La salvezza matematica arriva soltanto all’ultima giornata, prima delle due finali di UEFA, quando il pareggio 0-0 fra Parma e Piacenza salva la squadra di Marini. E questo nonostante la sconfitta rimediata a Bergamo (2-1) contro la già retrocessa Atalanta.

La finale vide l’Inter opposta al Casino Salisburgo. Al Prater di Vienna, il 26 aprile 1994, l’Inter si impose 1-0 grazie a un gol di Nicola Berti, resistendo poi in dieci (espulso Alessandro Bianchi) agli assalti austriaci.

Il ritorno a Milano, in un San Siro stracolmo, vide l’Inter vincere ancora 1-0, questa volta con una rete di Wim Jonk. La Coppa UEFA era vinta. Quella squadra malandata, costruita per un campionato di vertice e ritrovatasi invece improvvisamente in piena zona retrocessione, riportava alla Milano nerazzurra il trofeo internazionale già vinto nel 1991, durante la finale fratricida con la Roma.
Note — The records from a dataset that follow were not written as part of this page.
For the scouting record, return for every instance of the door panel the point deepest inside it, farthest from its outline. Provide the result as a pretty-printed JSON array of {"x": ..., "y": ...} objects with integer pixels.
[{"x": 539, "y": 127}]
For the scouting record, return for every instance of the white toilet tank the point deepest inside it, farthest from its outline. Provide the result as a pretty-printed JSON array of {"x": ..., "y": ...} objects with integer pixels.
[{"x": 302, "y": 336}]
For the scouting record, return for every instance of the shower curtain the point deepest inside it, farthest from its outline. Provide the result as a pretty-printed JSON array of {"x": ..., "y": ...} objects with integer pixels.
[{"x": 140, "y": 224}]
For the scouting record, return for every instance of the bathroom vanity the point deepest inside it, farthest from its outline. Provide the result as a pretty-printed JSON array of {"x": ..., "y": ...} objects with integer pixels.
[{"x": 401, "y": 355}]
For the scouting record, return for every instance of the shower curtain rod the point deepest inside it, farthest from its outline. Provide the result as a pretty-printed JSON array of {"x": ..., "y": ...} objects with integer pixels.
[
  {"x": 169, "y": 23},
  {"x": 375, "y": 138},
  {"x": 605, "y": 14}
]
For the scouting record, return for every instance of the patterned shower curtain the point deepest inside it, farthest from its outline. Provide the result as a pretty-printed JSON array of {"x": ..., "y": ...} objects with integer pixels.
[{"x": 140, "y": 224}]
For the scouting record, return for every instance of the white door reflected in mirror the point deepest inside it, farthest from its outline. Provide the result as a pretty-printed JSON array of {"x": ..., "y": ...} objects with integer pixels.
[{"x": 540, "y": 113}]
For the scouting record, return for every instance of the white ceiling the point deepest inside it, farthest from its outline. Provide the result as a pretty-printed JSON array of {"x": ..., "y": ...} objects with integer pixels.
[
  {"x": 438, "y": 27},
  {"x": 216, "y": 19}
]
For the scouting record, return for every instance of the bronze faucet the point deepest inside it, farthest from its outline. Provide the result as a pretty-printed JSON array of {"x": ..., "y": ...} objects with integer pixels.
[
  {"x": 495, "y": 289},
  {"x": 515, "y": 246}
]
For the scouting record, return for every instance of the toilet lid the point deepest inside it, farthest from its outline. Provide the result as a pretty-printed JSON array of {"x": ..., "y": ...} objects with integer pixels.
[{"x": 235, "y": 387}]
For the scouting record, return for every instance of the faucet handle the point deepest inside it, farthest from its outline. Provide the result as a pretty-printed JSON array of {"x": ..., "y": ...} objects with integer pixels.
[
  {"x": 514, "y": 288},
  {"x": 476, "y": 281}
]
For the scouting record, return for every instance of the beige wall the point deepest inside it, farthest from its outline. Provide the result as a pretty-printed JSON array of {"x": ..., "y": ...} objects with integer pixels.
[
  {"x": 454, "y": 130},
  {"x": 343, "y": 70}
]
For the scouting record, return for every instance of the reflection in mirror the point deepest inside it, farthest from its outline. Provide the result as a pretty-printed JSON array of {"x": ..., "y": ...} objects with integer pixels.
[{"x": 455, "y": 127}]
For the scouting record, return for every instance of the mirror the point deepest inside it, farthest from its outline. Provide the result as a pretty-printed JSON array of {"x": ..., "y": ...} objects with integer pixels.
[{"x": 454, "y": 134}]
Da quell’11 maggio 1994 l’Inter cambiò pelle. La squadra venne affidata a Ottavio Bianchi; Walter Zenga e Riccardo Ferri andarono alla Sampdoria; Sergio Battistini al Brescia. La società, nel febbraio seguente, passò da Pellegrini a Massimo Moratti, che intraprese una nuova era di investimenti e ambizioni. La stagione 1993-94 venne presto archiviata, anche se rimane l’eco di quella Coppa UEFA conquistata contro ogni previsione, vinto con una squadra disfunzionale, con un allenatore arrivato a stagione in corso e nel corso di un campionato a dir poco faticoso.